This particular class of PCBs actually has some compelling market growth that EDA companies and manufacturers should not ignore. The market for substrate-like PCBs is expected to grow at approximately 15% CAGR and reach $6 billion by 2031 as more devices push past the HDI regime. Will your next device need to have high enough densities to be considered a substrate-like PCB? Keep reading to see if you can make use of this technology.
Substrate-like PCBs occupy a middle ground between an HDI PCB and an IC substrate. They could best be categorized as ultra-HDI PCBs as was described recently by Tara Dunn. The technology is not new, and one of the major drivers has been smaller mobile devices or wearables, which need to pack many features into small spaces. This is of course the standard trend in HDI design, but IC substrates push the feature sizes and component densities to extreme levels.
Because a substrate-like PCB sits somewhere between HDI PCBs and IC substrates, I think it is worth comparing these types of components to see what capabilities are required for their fabrication. The image below shows this information as a spectrum, where we cross into the substrate-like PCB domain as linewidths get smaller. The feature sizes and layer counts listed below show how we can broadly categorize different types of ultra-HDI PCBs.
Eventually, as linewidths decrease, these products start to look more like IC substrates that provide interconnections between semiconductor dies (i.e., chiplets) inside a component package.
While the concept of these designs might be new to some designers, these components are not actually new.

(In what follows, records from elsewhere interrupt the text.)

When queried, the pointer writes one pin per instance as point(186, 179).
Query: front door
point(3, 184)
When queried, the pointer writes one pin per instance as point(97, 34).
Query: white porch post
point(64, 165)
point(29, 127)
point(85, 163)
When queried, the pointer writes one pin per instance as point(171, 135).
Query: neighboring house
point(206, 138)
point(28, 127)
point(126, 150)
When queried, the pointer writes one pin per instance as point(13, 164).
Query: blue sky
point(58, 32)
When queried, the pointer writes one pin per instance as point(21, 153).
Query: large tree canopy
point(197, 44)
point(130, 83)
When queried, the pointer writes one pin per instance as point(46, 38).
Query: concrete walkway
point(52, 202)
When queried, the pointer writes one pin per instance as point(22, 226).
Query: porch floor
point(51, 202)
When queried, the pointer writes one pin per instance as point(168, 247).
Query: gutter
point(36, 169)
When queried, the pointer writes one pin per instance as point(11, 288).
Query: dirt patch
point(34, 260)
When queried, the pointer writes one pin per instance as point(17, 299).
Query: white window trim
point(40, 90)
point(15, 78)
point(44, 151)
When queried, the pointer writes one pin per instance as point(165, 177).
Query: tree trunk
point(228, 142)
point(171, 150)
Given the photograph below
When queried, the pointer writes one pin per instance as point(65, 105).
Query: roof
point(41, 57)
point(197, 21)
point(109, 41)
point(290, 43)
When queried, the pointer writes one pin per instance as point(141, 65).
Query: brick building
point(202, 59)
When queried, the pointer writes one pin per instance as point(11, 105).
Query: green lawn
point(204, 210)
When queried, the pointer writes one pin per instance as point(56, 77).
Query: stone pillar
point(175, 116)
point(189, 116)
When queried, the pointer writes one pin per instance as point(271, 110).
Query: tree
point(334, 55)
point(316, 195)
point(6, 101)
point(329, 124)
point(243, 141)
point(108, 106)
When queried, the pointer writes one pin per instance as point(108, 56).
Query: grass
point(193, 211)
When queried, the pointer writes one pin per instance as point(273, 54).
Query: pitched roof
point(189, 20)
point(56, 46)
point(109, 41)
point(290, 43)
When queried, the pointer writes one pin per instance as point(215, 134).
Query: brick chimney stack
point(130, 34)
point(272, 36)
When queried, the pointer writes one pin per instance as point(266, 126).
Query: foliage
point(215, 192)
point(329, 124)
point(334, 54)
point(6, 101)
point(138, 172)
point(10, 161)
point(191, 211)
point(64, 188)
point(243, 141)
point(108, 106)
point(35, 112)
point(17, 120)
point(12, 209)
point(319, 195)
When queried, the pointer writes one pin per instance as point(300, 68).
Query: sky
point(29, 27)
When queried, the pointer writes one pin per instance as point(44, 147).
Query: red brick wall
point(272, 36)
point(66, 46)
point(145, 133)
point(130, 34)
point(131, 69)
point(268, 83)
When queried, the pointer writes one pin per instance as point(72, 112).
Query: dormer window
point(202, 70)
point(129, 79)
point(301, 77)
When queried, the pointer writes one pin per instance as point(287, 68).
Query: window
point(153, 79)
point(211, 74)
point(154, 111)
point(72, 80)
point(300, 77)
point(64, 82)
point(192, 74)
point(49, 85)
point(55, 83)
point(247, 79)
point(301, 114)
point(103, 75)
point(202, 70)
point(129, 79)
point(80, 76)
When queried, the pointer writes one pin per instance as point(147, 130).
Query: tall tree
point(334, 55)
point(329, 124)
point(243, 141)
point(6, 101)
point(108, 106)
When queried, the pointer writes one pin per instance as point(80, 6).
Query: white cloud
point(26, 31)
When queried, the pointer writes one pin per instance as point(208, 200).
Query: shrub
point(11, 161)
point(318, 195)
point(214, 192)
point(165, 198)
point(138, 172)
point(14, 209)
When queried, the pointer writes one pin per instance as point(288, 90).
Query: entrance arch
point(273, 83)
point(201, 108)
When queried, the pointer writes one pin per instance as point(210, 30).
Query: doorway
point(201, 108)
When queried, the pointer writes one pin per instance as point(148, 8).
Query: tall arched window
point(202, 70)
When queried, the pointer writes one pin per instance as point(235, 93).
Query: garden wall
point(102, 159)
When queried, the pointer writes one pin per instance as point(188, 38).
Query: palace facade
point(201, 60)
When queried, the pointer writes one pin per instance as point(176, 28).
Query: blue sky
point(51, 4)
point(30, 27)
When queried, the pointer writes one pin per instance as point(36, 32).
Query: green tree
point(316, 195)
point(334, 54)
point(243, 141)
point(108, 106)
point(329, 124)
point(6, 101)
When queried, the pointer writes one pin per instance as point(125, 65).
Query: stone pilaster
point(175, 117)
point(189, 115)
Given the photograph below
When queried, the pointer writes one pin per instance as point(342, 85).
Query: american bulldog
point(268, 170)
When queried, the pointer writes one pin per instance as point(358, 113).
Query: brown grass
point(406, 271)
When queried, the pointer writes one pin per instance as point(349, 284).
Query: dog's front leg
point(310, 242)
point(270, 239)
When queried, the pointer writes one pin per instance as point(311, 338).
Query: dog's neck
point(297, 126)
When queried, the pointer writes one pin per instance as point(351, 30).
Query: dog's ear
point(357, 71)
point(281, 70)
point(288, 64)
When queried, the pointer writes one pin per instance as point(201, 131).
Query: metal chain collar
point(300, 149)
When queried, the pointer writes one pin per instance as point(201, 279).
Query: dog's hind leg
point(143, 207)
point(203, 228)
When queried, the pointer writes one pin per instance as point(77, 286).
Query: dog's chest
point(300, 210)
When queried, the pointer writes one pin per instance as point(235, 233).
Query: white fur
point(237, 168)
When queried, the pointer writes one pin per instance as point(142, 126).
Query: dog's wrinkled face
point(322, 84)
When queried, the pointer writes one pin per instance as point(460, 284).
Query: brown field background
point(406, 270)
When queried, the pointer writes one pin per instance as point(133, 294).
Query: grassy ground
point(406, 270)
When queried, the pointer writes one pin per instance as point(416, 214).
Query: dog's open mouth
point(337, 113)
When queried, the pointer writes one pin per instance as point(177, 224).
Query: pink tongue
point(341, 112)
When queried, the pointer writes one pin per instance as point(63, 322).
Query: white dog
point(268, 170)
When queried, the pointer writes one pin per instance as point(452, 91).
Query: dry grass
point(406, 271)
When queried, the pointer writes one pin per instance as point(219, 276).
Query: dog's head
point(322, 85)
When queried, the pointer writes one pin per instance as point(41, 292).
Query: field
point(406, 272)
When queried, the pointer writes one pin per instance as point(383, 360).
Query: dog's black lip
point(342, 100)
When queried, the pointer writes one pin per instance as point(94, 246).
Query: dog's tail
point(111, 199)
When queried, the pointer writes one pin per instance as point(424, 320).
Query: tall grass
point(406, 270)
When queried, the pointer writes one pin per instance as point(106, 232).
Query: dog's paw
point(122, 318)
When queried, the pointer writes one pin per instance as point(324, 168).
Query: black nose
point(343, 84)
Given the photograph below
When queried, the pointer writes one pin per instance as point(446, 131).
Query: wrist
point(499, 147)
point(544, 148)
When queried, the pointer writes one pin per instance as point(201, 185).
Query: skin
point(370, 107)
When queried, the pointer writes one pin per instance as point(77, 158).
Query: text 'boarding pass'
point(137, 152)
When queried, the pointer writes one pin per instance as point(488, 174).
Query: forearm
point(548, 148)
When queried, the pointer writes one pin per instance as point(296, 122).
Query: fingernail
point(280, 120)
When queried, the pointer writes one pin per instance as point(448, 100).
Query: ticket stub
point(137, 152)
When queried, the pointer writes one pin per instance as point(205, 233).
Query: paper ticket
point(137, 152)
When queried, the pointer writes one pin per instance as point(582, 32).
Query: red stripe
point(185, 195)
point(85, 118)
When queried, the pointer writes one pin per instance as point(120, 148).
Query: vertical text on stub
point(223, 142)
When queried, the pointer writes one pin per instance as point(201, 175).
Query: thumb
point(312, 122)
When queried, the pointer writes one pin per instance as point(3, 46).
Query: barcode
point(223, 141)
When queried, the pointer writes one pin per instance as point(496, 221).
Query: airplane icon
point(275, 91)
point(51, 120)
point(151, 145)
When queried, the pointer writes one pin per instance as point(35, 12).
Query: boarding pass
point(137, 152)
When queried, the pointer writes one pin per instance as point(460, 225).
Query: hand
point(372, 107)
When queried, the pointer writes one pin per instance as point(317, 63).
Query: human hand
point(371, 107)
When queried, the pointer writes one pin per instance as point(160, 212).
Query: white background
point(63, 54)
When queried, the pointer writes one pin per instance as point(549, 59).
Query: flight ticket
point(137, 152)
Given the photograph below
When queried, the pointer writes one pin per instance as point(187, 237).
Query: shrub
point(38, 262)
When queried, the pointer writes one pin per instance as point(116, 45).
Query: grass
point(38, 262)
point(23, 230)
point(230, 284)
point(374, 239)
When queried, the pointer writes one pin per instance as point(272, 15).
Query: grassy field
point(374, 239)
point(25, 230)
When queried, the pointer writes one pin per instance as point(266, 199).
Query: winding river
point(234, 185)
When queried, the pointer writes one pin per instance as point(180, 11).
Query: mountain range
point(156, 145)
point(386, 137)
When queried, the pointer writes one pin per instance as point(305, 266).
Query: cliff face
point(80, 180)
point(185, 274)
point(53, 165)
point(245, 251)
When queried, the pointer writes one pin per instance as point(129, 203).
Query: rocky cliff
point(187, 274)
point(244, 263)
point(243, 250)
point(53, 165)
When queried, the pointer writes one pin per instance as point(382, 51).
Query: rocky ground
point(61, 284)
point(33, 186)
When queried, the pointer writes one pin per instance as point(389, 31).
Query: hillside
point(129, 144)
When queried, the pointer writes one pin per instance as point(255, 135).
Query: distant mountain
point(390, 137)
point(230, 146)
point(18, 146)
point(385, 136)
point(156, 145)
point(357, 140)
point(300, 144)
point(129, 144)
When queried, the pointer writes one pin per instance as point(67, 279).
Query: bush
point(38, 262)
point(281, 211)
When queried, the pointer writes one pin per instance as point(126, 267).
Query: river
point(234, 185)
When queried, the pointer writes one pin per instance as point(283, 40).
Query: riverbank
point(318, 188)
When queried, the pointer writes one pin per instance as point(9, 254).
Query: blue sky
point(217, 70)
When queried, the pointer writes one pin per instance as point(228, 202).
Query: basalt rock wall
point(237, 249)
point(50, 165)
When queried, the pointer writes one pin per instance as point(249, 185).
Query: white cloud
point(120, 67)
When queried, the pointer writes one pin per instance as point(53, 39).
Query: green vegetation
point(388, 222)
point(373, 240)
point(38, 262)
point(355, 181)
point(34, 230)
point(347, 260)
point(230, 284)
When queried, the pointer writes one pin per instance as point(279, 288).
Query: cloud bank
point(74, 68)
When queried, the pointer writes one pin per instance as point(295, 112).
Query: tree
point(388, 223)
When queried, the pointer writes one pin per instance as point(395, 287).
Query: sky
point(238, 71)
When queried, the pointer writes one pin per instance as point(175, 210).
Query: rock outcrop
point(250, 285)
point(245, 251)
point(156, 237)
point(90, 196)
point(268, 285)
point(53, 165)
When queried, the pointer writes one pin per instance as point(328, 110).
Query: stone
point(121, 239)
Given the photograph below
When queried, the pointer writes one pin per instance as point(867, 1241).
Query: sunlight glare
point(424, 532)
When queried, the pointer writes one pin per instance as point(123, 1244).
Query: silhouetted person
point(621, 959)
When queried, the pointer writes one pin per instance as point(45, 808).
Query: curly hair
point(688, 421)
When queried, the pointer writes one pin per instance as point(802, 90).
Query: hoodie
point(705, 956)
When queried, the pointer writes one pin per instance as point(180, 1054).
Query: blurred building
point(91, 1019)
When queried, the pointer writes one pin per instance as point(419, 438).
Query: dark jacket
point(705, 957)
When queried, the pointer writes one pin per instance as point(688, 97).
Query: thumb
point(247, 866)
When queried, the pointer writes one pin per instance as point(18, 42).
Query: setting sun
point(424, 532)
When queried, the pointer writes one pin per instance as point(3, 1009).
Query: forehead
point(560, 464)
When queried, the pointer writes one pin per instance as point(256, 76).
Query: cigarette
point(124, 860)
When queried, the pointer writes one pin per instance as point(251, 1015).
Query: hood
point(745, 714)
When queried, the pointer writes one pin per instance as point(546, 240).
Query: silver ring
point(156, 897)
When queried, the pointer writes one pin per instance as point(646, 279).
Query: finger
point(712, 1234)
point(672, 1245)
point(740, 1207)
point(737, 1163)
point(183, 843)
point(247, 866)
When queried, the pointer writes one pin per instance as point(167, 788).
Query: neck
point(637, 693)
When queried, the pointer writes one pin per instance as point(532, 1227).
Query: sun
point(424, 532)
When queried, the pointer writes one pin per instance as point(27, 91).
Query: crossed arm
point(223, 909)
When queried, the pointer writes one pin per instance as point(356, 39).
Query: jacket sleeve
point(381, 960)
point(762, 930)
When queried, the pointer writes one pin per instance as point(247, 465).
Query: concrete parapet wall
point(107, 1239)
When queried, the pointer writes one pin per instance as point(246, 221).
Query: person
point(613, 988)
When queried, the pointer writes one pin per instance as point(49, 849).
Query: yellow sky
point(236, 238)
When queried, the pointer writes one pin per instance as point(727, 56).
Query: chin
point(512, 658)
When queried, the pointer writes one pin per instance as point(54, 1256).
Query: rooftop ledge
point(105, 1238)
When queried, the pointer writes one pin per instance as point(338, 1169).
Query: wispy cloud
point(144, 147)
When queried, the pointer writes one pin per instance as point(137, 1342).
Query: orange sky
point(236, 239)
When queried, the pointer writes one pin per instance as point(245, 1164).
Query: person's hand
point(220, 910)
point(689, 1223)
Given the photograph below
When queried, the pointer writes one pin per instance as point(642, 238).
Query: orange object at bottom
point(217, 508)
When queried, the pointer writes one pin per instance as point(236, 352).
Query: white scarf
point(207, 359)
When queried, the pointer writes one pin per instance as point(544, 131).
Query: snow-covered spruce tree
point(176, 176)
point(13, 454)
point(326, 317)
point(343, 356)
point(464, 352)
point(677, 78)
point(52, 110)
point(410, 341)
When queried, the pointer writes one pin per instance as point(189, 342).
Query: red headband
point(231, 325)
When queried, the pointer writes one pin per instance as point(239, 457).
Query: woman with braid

The substrate industry was dealing with the same challenges many years ago, they were just dealing with direct mounting of semiconductor dies onto a substrate rather than a mix of traditionally packaged components. Substrate-like PCBs essentially target any application using very fine chip-scale packaged ICs that must coexist with traditional ICs on the same substrate. You could also integrate chip-on-board into these packages.
One of the major users of substrate-like PCBs is smartphones, and the products available to consumers today are using substrate-like PCBs. The first instance of smartphones using substrate-like PCBs began in 2017 with the iPhone 8/X, which were fabricated with an mSAP process. Samsung also used the technology in their newer Galaxy line of smartphones.
Given the finite enclosure size, and the demand for more features with a bigger battery, the push is of course to decrease feature sizes on the chips and the PCB. The next generation of substrate-like PCBs is stacked assemblies, where very thin devices are packaged on top of each other with vertical interconnects.
If you look at the above spectrum, it would appear that all substrate-like PCBs and IC substrates must have lower layer counts than a traditional HDI PCB. This might seem contradictory at first, especially if you compare standard HDI PCBs with lower density PCBs built using the standard etching process. What happens when crossing the HDI-to-substrate-like PCB threshold?
The first reason is the materials being used in these designs. Materials used in these boards can be much thinner, both for rigid and modified polyimide substrate-like PCBs. Thinner layers mean two things that are important for achieving higher densities:
- The width needed for controlled impedance lines is smaller on thinner layers
- The spacing between digital lines can be much smaller (well below the silly 3W rule limit) when ground is interleaved between signal layers
The other reason is the manufacturing process, which can fabricate well below sub-40 micron linewidths. However, if we were to decrease the linewidth, we would still be stuck with the 3W rule for trace spacing. The only way to enable spacing lower than a 3W limit is to place the ground plane closer to the traces, which requires thinner layers. I’ll discuss this more in an upcoming article on the effects of layer thickness in terms of signal integrity.